UVA High Security Zone Software List

Module Category Description
R lang R is a free software environment for statistical computing and graphics.
anaconda lang This module points to Miniforge. - The conda/mamba executables are included. - The default channel is conda-forge. For details see https://www.rc.virginia.edu/2024/10/transition-from-anaconda-to-miniforge-october-15-2024/
ant devel Apache Ant is a Java library and command-line tool whose mission is to drive processes described in build files as targets and extension points dependent upon each other. The main known usage of Ant is the build of Java applications.
apptainer tools Apptainer/Singularity is an application containerization solution for High-Performance Computing (HPC). The goal of Apptainer is to allow for "mobility of computing": an application containerized on one Linux system should be able to run on another system, as it is, and without the need to reconcile software dependencies and Linux version differences between the source and target systems.
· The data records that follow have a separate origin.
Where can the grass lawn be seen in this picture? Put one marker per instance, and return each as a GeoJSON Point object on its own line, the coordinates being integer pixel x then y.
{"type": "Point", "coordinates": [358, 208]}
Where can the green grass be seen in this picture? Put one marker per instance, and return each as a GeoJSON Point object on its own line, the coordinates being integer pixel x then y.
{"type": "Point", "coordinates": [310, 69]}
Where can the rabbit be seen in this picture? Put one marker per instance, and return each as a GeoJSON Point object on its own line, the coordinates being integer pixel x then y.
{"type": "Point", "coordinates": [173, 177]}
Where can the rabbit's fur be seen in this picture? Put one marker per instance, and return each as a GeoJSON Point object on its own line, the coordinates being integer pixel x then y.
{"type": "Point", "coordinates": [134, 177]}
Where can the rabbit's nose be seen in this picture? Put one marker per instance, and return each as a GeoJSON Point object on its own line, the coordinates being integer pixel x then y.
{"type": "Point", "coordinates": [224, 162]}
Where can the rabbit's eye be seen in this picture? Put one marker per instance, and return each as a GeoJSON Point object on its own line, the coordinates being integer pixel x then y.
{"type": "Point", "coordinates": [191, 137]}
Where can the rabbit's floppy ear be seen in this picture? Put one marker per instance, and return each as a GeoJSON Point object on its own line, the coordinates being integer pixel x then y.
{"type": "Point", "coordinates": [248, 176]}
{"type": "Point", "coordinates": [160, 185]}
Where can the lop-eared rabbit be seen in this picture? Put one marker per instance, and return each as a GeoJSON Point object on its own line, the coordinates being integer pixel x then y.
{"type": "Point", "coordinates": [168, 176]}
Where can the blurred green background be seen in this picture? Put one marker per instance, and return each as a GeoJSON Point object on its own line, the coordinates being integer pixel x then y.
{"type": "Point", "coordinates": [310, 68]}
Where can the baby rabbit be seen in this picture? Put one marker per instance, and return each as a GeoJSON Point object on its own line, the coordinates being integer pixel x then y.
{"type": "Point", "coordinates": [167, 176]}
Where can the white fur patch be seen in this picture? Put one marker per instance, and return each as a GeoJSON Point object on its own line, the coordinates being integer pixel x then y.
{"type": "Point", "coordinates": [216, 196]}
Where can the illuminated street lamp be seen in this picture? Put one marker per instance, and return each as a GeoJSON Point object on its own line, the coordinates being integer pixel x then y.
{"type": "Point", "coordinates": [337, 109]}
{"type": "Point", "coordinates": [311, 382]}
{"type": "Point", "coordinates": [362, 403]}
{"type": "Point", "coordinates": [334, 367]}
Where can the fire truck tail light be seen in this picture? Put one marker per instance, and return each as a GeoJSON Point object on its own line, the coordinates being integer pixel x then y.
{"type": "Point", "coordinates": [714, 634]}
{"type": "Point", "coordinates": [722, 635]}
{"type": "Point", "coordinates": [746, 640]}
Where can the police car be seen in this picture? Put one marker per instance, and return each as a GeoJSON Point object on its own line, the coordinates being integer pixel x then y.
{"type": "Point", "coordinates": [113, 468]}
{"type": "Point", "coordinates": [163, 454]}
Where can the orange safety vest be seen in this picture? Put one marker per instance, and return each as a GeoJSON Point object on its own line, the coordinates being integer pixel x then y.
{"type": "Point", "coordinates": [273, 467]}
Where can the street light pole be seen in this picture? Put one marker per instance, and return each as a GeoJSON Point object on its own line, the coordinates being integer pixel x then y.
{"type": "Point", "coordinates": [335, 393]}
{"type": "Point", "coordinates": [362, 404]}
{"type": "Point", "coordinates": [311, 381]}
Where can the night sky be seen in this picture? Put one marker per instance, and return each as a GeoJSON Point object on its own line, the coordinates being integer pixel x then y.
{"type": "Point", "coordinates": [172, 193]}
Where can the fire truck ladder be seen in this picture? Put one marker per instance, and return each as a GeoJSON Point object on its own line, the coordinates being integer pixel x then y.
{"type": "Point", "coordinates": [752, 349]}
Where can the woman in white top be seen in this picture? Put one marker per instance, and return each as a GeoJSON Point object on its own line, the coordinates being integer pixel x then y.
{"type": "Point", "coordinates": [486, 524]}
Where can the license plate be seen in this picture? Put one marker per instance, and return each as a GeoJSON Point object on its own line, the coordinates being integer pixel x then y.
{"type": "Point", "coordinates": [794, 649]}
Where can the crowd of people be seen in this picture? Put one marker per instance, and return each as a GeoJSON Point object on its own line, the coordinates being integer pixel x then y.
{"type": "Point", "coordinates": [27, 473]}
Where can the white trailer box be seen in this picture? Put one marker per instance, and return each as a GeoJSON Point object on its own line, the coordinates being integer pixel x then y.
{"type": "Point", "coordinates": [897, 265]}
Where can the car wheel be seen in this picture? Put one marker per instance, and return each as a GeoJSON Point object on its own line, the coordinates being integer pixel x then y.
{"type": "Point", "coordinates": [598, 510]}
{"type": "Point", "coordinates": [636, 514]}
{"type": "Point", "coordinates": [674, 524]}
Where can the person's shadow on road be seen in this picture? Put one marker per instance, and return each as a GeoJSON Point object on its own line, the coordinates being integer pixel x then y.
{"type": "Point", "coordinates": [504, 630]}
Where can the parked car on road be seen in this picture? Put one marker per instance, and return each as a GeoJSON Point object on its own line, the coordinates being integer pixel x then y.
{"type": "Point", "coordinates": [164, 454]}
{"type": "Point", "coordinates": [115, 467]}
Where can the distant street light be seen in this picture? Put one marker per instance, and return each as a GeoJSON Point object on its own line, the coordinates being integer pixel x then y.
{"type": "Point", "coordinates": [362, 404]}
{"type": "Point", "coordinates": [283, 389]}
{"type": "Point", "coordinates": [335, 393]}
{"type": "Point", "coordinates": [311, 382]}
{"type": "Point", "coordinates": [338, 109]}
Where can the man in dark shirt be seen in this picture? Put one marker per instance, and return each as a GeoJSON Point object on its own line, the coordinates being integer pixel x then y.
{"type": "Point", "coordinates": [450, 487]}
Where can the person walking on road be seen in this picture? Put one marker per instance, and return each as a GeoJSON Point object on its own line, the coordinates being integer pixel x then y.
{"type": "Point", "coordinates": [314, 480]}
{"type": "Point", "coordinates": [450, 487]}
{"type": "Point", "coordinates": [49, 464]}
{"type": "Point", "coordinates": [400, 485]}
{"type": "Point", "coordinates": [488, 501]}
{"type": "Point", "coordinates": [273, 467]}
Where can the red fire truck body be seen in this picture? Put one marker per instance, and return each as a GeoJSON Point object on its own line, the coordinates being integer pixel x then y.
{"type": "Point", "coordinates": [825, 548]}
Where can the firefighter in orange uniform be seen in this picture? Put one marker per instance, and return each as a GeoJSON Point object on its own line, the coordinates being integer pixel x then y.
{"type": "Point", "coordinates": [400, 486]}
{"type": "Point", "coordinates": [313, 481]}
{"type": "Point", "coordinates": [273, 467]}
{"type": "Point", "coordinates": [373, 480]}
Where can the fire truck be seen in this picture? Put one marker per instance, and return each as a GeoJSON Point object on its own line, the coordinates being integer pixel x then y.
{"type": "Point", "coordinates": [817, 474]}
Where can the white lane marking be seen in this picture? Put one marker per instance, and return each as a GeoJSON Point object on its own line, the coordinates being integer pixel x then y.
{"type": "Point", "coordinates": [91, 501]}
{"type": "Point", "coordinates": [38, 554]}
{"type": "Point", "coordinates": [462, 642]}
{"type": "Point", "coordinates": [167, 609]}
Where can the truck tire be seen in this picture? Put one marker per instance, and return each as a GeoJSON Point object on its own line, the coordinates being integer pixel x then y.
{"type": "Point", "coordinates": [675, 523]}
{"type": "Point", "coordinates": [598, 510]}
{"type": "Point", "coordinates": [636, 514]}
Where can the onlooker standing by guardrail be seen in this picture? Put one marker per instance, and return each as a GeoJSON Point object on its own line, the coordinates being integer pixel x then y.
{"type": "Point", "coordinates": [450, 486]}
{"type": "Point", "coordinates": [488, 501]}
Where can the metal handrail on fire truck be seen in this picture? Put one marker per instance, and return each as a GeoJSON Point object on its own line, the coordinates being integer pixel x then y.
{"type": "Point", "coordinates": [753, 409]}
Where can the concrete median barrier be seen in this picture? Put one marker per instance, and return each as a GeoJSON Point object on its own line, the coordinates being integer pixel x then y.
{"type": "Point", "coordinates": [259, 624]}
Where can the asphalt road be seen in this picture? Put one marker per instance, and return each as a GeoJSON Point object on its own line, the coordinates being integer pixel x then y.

bcftools bio SAMtools is a suite of programs for interacting with high-throughput sequencing data. BCFtools - Reading/writing BCF2/VCF/gVCF files and calling/filtering/summarising SNP and short indel sequence variants
bedtools bio The BEDTools utilities allow one to address common genomics tasks such as finding feature overlaps and computing coverage. The utilities are largely based on four widely-used file formats: BED, GFF/GTF, VCF, and SAM/BAM.
binutils tools binutils: GNU binary utilities
bison lang Bison is a general-purpose parser generator that converts an annotated context-free grammar into a deterministic LR or generalized LR (GLR) parser employing LALR(1) parser tables.
blast bio Basic Local Alignment Search Tool, or BLAST, is an algorithm for comparing primary biological sequence information, such as the amino-acid sequences of different proteins or the nucleotides of DNA sequences.
boost devel Boost provides free peer-reviewed portable C++ source libraries.
bowtie2 bio Bowtie 2 is an ultrafast and memory-efficient tool for aligning sequencing reads to long reference sequences. It is particularly good at aligning reads of about 50 up to 100s or 1,000s of characters, and particularly good at aligning to relatively long (e.g. mammalian) genomes. Bowtie 2 indexes the genome with an FM Index to keep its memory footprint small: for the human genome, its memory footprint is typically around 3.2 GB. Bowtie 2 supports gapped, local, and paired-end alignment modes.
bwa bio Burrows-Wheeler Aligner (BWA) is an efficient program that aligns relatively short nucleotide sequences against a long reference sequence such as the human genome.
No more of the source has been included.